The kf.split(features) is an iterator that, for each of the k iterations, returns two arrays of indices to be used with our feature and target arrays, i.e. features[train_indices],targets[train_indices]

import numpy as np
from sklearn.model_selection import KFold
from sklearn.tree import DecisionTreeRegressor

# complete this function
def cross_validate_model(model, features, targets, k):
  kf = KFold(n_splits=k, shuffle=True)

  # initialise a list to collect median_diffs for each iteration of the loop below

  for train_indices, test_indices in kf.split(features):
    train_features, test_features = features[train_indices], features[test_indices]
    train_targets, test_targets = targets[train_indices], targets[test_indices]

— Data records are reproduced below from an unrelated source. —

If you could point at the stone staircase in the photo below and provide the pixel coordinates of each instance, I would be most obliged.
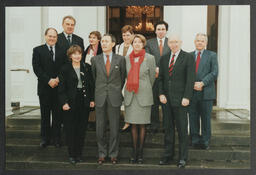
(229, 148)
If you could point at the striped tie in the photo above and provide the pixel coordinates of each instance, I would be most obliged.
(171, 65)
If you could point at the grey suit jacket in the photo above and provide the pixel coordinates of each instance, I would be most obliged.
(146, 81)
(153, 49)
(108, 86)
(208, 72)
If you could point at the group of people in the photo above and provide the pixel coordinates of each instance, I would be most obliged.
(140, 74)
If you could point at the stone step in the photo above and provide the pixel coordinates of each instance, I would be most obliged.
(32, 137)
(90, 164)
(36, 153)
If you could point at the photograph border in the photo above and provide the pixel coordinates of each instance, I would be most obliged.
(10, 3)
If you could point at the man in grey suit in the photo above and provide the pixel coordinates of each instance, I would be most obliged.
(109, 72)
(157, 46)
(203, 94)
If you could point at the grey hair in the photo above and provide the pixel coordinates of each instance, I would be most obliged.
(202, 34)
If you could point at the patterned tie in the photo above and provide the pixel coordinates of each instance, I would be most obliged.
(161, 47)
(52, 54)
(107, 65)
(171, 65)
(198, 61)
(69, 39)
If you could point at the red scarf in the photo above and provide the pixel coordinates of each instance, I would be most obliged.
(134, 73)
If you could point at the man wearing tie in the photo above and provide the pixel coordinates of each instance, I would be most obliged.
(109, 73)
(47, 61)
(67, 37)
(158, 47)
(203, 94)
(176, 80)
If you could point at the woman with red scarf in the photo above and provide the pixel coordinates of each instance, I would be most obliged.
(138, 96)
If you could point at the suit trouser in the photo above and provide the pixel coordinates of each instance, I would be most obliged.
(75, 123)
(200, 109)
(175, 116)
(113, 114)
(155, 107)
(49, 105)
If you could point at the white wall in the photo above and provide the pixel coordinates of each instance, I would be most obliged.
(233, 89)
(186, 21)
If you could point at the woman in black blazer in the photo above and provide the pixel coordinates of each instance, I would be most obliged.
(76, 95)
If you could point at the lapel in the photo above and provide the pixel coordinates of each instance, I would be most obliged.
(156, 47)
(113, 63)
(102, 63)
(49, 57)
(203, 61)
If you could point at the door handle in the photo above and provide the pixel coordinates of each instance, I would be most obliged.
(26, 70)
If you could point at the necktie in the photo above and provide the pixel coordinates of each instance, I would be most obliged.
(107, 65)
(52, 54)
(171, 65)
(161, 47)
(69, 39)
(197, 61)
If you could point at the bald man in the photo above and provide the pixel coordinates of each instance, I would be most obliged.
(176, 81)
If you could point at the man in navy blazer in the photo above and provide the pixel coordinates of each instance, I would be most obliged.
(47, 61)
(157, 47)
(203, 94)
(67, 37)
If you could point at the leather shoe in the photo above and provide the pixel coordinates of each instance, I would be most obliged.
(101, 160)
(72, 160)
(165, 161)
(114, 160)
(181, 164)
(44, 144)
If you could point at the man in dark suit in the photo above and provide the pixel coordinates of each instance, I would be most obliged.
(204, 93)
(157, 46)
(109, 73)
(67, 37)
(47, 61)
(176, 80)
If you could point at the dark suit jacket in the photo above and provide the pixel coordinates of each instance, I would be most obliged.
(45, 68)
(68, 84)
(180, 84)
(207, 72)
(99, 51)
(152, 48)
(109, 86)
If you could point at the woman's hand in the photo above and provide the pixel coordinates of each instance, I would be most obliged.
(92, 104)
(65, 107)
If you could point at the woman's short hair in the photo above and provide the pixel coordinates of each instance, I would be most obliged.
(141, 37)
(127, 28)
(97, 34)
(73, 49)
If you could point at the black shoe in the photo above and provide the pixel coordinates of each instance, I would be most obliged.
(165, 161)
(79, 159)
(72, 160)
(196, 145)
(181, 164)
(44, 144)
(206, 147)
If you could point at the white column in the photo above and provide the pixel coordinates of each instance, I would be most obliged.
(186, 21)
(23, 26)
(233, 89)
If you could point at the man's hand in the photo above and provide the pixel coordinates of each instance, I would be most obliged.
(198, 86)
(163, 99)
(157, 72)
(65, 107)
(185, 102)
(92, 104)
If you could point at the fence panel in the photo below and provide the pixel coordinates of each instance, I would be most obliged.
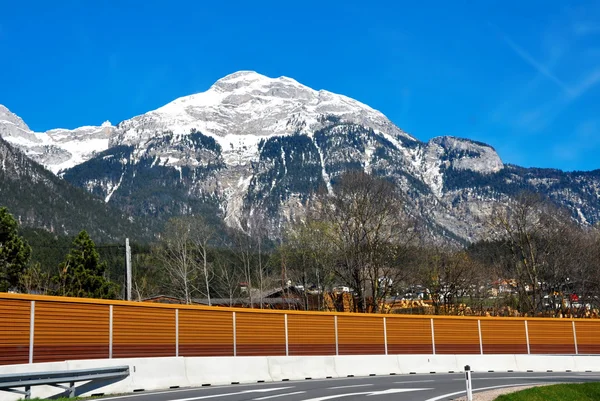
(361, 335)
(409, 336)
(14, 331)
(77, 329)
(551, 336)
(503, 336)
(205, 333)
(143, 331)
(260, 334)
(588, 336)
(65, 330)
(456, 336)
(311, 335)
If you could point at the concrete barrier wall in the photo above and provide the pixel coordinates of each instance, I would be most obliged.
(163, 373)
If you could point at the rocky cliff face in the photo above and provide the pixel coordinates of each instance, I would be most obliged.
(257, 145)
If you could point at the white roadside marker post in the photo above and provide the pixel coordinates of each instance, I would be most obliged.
(468, 380)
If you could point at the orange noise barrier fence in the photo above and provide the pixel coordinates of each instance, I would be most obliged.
(44, 329)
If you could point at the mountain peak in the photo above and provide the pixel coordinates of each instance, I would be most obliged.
(243, 79)
(8, 116)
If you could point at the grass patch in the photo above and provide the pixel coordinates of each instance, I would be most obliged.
(557, 392)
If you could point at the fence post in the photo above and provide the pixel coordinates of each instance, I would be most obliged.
(575, 338)
(287, 347)
(176, 332)
(385, 334)
(110, 329)
(234, 336)
(337, 347)
(527, 338)
(469, 383)
(432, 337)
(31, 330)
(480, 339)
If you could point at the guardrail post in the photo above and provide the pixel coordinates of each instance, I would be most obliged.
(480, 339)
(110, 330)
(432, 337)
(527, 338)
(176, 332)
(234, 336)
(575, 338)
(385, 334)
(31, 330)
(287, 346)
(337, 346)
(468, 383)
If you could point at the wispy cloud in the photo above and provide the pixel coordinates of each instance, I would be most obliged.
(537, 117)
(585, 28)
(528, 58)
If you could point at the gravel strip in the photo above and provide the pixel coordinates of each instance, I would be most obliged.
(491, 395)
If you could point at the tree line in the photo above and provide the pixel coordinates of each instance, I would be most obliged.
(358, 248)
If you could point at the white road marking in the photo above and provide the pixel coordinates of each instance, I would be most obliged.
(354, 385)
(279, 395)
(441, 397)
(264, 390)
(368, 393)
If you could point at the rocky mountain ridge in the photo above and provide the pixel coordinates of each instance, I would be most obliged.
(256, 145)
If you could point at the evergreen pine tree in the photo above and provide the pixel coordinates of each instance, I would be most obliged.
(14, 252)
(81, 274)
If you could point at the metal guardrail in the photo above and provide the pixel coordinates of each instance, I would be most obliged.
(13, 382)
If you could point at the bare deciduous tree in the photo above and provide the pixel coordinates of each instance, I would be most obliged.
(368, 233)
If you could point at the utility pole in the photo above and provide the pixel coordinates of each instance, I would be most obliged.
(128, 267)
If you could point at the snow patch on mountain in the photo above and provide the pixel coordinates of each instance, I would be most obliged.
(57, 149)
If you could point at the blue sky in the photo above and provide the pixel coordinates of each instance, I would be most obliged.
(523, 77)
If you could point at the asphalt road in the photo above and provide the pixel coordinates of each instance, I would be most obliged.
(424, 387)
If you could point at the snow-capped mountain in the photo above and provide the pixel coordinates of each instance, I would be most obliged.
(57, 149)
(38, 198)
(252, 145)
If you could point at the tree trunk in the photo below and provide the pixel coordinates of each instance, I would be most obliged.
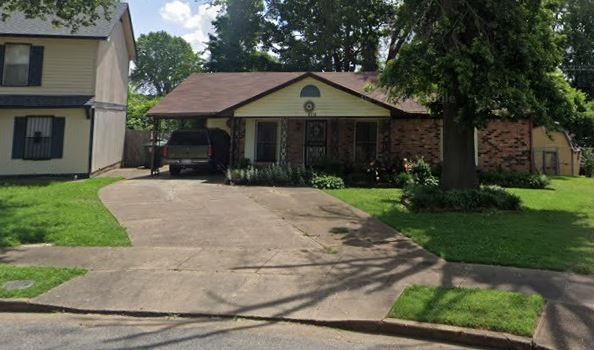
(459, 168)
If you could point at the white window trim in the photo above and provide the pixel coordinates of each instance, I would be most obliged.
(258, 121)
(377, 138)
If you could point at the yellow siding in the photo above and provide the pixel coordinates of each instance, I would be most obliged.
(112, 68)
(218, 123)
(68, 67)
(332, 103)
(76, 144)
(568, 159)
(108, 138)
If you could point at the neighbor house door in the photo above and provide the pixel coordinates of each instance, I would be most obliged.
(550, 163)
(315, 141)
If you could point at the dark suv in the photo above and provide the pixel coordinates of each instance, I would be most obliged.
(196, 149)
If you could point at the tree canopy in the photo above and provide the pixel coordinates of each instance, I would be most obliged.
(327, 35)
(238, 33)
(576, 23)
(478, 61)
(163, 62)
(73, 13)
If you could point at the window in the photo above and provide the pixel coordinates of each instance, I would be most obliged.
(266, 134)
(38, 138)
(16, 65)
(310, 91)
(366, 141)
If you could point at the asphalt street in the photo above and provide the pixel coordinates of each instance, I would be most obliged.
(62, 331)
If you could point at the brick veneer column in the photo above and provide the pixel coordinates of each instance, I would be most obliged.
(412, 138)
(505, 144)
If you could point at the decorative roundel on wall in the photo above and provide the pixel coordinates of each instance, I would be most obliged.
(309, 106)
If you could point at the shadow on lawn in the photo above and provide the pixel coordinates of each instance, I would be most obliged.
(16, 228)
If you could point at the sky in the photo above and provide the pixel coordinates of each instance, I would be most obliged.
(190, 19)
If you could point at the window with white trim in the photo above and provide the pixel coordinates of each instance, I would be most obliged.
(16, 65)
(266, 142)
(365, 142)
(38, 138)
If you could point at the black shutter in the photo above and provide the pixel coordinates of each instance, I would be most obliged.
(1, 64)
(58, 137)
(36, 66)
(18, 138)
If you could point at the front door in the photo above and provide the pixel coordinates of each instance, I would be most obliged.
(315, 141)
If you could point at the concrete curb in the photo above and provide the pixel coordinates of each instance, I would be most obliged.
(410, 329)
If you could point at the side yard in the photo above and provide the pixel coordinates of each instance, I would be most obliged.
(554, 231)
(59, 212)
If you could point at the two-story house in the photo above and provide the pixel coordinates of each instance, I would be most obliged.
(63, 95)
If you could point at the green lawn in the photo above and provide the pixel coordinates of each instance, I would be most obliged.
(62, 213)
(508, 312)
(45, 279)
(555, 230)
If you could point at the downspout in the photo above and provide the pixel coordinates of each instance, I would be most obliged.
(91, 116)
(531, 157)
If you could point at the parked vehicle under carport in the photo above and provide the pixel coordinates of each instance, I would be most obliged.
(197, 149)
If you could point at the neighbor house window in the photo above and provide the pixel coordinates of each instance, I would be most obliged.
(266, 141)
(38, 139)
(310, 91)
(366, 141)
(16, 65)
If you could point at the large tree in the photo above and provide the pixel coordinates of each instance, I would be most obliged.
(477, 60)
(163, 61)
(576, 23)
(238, 32)
(71, 13)
(327, 35)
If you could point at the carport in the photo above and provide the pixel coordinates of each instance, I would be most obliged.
(158, 131)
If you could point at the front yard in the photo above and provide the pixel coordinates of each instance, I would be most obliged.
(498, 311)
(59, 212)
(554, 231)
(42, 279)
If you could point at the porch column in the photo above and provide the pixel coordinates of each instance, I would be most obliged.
(284, 124)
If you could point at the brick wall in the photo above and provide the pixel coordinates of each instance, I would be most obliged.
(506, 145)
(412, 138)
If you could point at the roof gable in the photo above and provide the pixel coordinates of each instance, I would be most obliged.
(208, 94)
(333, 102)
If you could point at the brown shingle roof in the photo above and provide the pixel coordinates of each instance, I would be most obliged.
(208, 94)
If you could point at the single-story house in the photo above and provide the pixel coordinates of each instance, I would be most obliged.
(306, 117)
(64, 95)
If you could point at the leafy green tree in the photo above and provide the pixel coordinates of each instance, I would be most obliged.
(238, 33)
(163, 62)
(477, 60)
(138, 107)
(327, 35)
(72, 13)
(576, 23)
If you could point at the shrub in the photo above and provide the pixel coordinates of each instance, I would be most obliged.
(327, 182)
(402, 180)
(588, 162)
(432, 198)
(421, 173)
(512, 179)
(270, 175)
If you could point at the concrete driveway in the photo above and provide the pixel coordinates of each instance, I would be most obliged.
(197, 214)
(291, 253)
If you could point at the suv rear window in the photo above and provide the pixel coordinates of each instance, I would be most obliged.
(185, 138)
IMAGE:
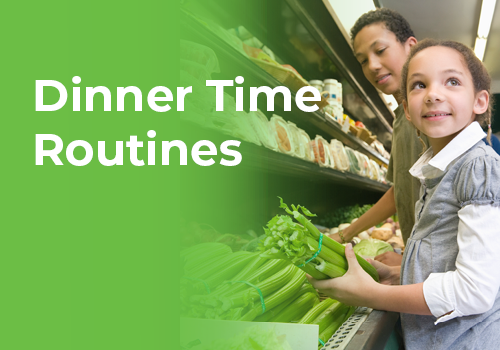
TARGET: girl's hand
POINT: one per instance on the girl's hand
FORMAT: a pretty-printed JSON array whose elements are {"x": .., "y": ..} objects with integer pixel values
[
  {"x": 354, "y": 288},
  {"x": 390, "y": 258},
  {"x": 388, "y": 274}
]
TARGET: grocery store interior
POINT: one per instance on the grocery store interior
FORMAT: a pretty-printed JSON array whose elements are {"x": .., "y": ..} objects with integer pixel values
[{"x": 333, "y": 161}]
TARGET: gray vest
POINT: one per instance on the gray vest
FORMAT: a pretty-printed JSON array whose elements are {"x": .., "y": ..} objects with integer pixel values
[{"x": 474, "y": 178}]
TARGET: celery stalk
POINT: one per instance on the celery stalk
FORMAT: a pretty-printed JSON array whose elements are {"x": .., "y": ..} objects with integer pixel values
[
  {"x": 328, "y": 268},
  {"x": 312, "y": 314},
  {"x": 277, "y": 297},
  {"x": 297, "y": 308},
  {"x": 268, "y": 315},
  {"x": 327, "y": 241},
  {"x": 266, "y": 287}
]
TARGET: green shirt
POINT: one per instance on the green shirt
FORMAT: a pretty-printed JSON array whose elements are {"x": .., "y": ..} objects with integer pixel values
[{"x": 406, "y": 149}]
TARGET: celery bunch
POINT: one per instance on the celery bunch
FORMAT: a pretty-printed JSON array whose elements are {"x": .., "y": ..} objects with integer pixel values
[
  {"x": 329, "y": 315},
  {"x": 299, "y": 242}
]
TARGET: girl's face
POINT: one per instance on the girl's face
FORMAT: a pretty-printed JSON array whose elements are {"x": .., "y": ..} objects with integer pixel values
[{"x": 441, "y": 100}]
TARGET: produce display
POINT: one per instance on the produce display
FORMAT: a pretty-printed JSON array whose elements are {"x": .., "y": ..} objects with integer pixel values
[
  {"x": 268, "y": 285},
  {"x": 385, "y": 237},
  {"x": 305, "y": 246}
]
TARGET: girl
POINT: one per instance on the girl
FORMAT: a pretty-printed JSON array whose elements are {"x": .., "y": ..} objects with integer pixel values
[{"x": 450, "y": 277}]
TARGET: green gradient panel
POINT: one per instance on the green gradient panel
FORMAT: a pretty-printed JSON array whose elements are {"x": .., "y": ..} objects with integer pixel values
[{"x": 88, "y": 254}]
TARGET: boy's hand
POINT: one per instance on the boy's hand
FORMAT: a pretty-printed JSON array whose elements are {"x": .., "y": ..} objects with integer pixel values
[
  {"x": 351, "y": 289},
  {"x": 388, "y": 274},
  {"x": 390, "y": 258}
]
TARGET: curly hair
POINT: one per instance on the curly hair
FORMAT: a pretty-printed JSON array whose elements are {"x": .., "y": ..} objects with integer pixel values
[
  {"x": 480, "y": 77},
  {"x": 392, "y": 20}
]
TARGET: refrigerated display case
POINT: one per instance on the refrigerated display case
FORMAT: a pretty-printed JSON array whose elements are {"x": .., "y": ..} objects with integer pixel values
[{"x": 304, "y": 37}]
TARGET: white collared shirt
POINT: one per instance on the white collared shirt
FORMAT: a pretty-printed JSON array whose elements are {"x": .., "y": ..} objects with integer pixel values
[{"x": 472, "y": 288}]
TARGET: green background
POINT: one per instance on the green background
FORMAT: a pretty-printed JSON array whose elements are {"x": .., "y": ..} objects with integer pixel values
[{"x": 88, "y": 255}]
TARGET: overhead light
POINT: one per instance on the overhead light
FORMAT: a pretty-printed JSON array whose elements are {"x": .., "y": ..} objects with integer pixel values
[
  {"x": 479, "y": 47},
  {"x": 486, "y": 17},
  {"x": 483, "y": 29}
]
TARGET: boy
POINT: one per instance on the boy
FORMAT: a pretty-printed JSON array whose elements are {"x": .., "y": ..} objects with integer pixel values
[{"x": 382, "y": 40}]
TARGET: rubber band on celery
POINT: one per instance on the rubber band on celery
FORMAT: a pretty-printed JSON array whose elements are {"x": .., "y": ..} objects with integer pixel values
[
  {"x": 199, "y": 280},
  {"x": 257, "y": 289},
  {"x": 320, "y": 242}
]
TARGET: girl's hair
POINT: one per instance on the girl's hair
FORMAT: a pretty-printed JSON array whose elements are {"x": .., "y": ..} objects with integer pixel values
[
  {"x": 392, "y": 20},
  {"x": 480, "y": 77}
]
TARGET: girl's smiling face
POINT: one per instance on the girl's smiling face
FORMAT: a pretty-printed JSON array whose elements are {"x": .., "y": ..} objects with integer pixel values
[{"x": 441, "y": 100}]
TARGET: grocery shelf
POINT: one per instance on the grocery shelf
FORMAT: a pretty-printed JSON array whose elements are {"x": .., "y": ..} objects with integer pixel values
[
  {"x": 235, "y": 64},
  {"x": 366, "y": 329},
  {"x": 264, "y": 159},
  {"x": 323, "y": 27}
]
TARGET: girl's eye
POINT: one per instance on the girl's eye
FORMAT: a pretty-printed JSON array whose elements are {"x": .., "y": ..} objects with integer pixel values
[
  {"x": 417, "y": 86},
  {"x": 453, "y": 82}
]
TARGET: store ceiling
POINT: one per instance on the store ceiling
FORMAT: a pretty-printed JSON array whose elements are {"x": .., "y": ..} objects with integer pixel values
[{"x": 452, "y": 20}]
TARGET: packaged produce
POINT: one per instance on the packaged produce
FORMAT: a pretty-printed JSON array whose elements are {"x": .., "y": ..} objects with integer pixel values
[
  {"x": 354, "y": 166},
  {"x": 364, "y": 164},
  {"x": 375, "y": 168},
  {"x": 331, "y": 85},
  {"x": 322, "y": 154},
  {"x": 305, "y": 142},
  {"x": 383, "y": 173},
  {"x": 294, "y": 134},
  {"x": 200, "y": 54},
  {"x": 339, "y": 155},
  {"x": 282, "y": 135},
  {"x": 263, "y": 129},
  {"x": 318, "y": 84}
]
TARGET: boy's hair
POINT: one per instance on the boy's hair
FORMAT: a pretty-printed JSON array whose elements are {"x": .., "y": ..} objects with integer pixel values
[
  {"x": 392, "y": 20},
  {"x": 480, "y": 77}
]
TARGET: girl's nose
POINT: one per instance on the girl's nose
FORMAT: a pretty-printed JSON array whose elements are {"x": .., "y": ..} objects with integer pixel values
[
  {"x": 433, "y": 96},
  {"x": 374, "y": 64}
]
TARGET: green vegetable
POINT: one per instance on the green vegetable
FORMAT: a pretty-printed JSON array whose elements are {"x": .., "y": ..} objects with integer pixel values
[
  {"x": 286, "y": 239},
  {"x": 234, "y": 264},
  {"x": 297, "y": 308},
  {"x": 306, "y": 288},
  {"x": 277, "y": 297},
  {"x": 266, "y": 287},
  {"x": 372, "y": 247},
  {"x": 312, "y": 314}
]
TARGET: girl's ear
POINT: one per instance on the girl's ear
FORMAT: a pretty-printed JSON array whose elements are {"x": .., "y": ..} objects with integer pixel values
[
  {"x": 407, "y": 114},
  {"x": 482, "y": 102}
]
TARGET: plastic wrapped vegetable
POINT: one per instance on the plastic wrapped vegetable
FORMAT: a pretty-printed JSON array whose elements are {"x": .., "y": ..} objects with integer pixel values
[
  {"x": 282, "y": 134},
  {"x": 353, "y": 161},
  {"x": 364, "y": 164},
  {"x": 322, "y": 154},
  {"x": 375, "y": 168},
  {"x": 306, "y": 144},
  {"x": 339, "y": 155},
  {"x": 263, "y": 129}
]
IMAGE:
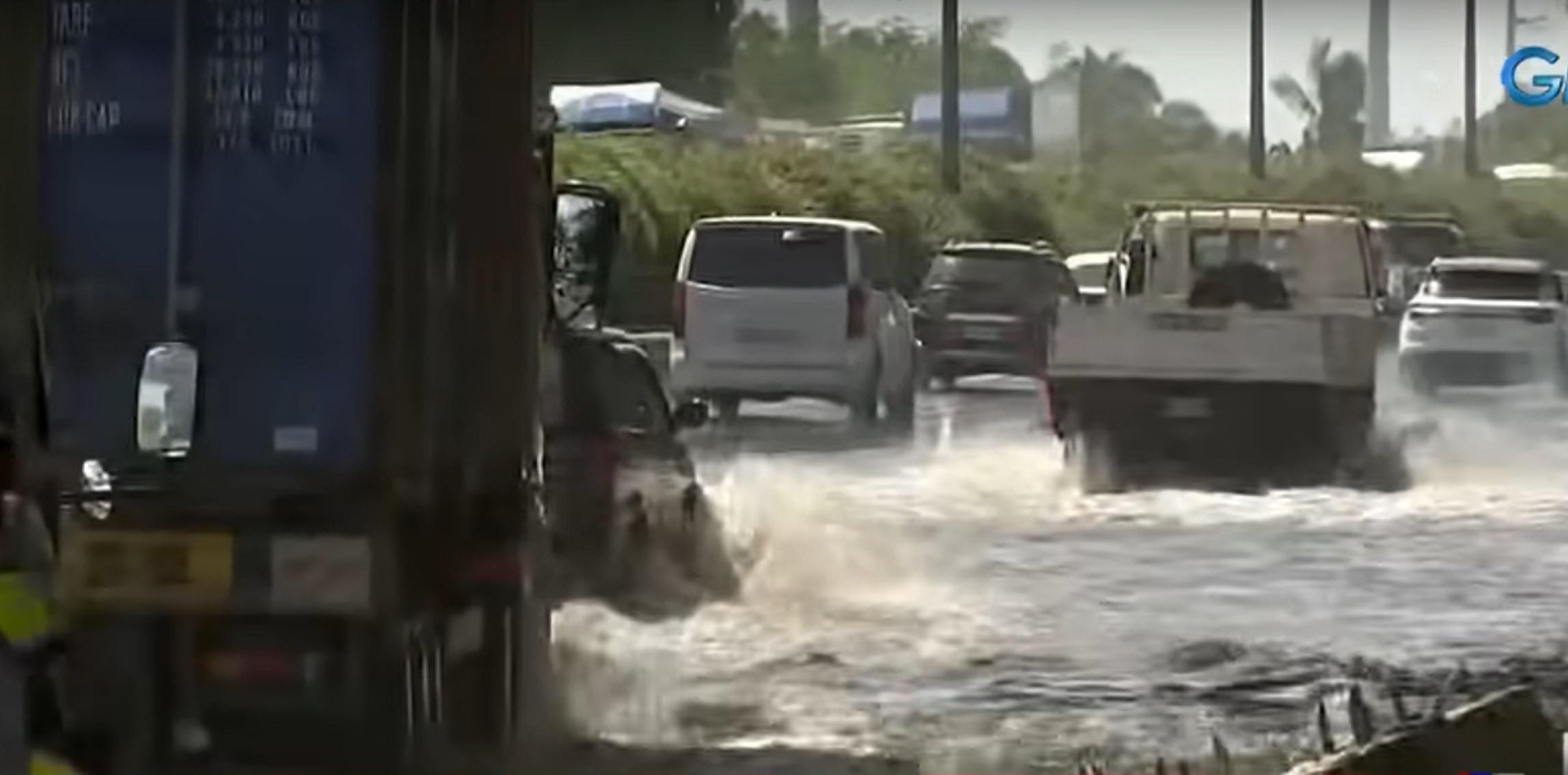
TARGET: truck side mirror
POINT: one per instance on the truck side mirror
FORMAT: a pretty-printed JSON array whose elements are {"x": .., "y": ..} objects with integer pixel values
[
  {"x": 587, "y": 240},
  {"x": 167, "y": 401}
]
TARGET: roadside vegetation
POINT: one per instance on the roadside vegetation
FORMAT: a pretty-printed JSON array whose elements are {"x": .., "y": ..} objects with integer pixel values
[{"x": 1136, "y": 145}]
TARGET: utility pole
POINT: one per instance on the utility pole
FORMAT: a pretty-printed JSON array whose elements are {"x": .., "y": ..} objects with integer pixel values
[
  {"x": 1377, "y": 70},
  {"x": 1512, "y": 29},
  {"x": 1471, "y": 141},
  {"x": 951, "y": 162},
  {"x": 502, "y": 278},
  {"x": 1259, "y": 151}
]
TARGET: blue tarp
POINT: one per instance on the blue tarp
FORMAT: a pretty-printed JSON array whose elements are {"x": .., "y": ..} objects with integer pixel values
[
  {"x": 278, "y": 223},
  {"x": 981, "y": 112}
]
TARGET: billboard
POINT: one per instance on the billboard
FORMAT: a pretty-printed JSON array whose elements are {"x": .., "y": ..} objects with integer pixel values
[{"x": 245, "y": 214}]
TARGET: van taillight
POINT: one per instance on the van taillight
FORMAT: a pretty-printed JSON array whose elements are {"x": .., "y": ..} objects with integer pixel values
[
  {"x": 856, "y": 320},
  {"x": 678, "y": 311}
]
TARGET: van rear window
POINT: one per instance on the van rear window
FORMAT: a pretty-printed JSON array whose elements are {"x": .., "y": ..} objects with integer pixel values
[
  {"x": 1513, "y": 286},
  {"x": 769, "y": 257}
]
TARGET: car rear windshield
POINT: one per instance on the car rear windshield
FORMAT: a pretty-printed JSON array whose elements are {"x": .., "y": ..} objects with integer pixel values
[
  {"x": 1520, "y": 286},
  {"x": 1420, "y": 244},
  {"x": 988, "y": 269},
  {"x": 1311, "y": 261},
  {"x": 769, "y": 256},
  {"x": 1090, "y": 275}
]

    # fit the model for the current set

    # predict using the model

    # calculate the median_diff from predicted values and append to results array


  # return the list with your median difference values

import numpy as np
from sklearn.model_selection import KFold
from sklearn.tree import DecisionTreeRegressor

# complete this function
def cross_validate_model(model, features, targets, k):
  kf = KFold(n_splits=k, shuffle=True)

  # initialise a list to collect median_diffs for each iteration of the loop below
  diffs = []

  for train_indices, test_indices in kf.split(features):
    train_features, test_features = features[train_indices], features[test_indices]
    train_targets, test_targets = targets[train_indices], targets[test_indices]

    # fit the model for the current set
    model.fit(train_features, train_targets)

    # predict using the model
    predictions = model.predict(test_features)

    # calculate the median_diff from predicted values and append to results array
    diffs.append(median_diff(predictions, test_targets))

  # return the list with your median difference values
  return diffs

data = np.load('data/sdss_galaxy_colors.npy')
features, targets = get_features_targets(data)

# initialize model with a maximum depth of 19
dtr = DecisionTreeRegressor(max_depth=19)

# call your cross validation function
diffs = cross_validate_model(dtr, features, targets, 10)

# Print the values
print('Differences: {}'.format(', '.join(['{:.3f}'.format(val) for val in diffs])))
print('Mean difference: {:.3f}'.format(np.mean(diffs)))

Cross validation of predictions#

Cross validation is an important part of ensuring that our model is returning values that are at least partially accurate. The problem with held-out validation is that the we are only able to get prediction values for the data in our test set.

With \(k\)-fold cross validation each galaxy is tested at least once and because of this we are able to get a prediction value for every galaxy. We’ll do this in the next question.

Exercise: KFold Cross Validated Predictions#

Complete the function cross_validate_predictions. This is very similar to the previous question except instead of returning the med_diff accuracy measurements we would like to return a predicted value for each of the galaxies.

The function takes the same 4 arguments as the previous question, i.e. model, feaures, targets and k.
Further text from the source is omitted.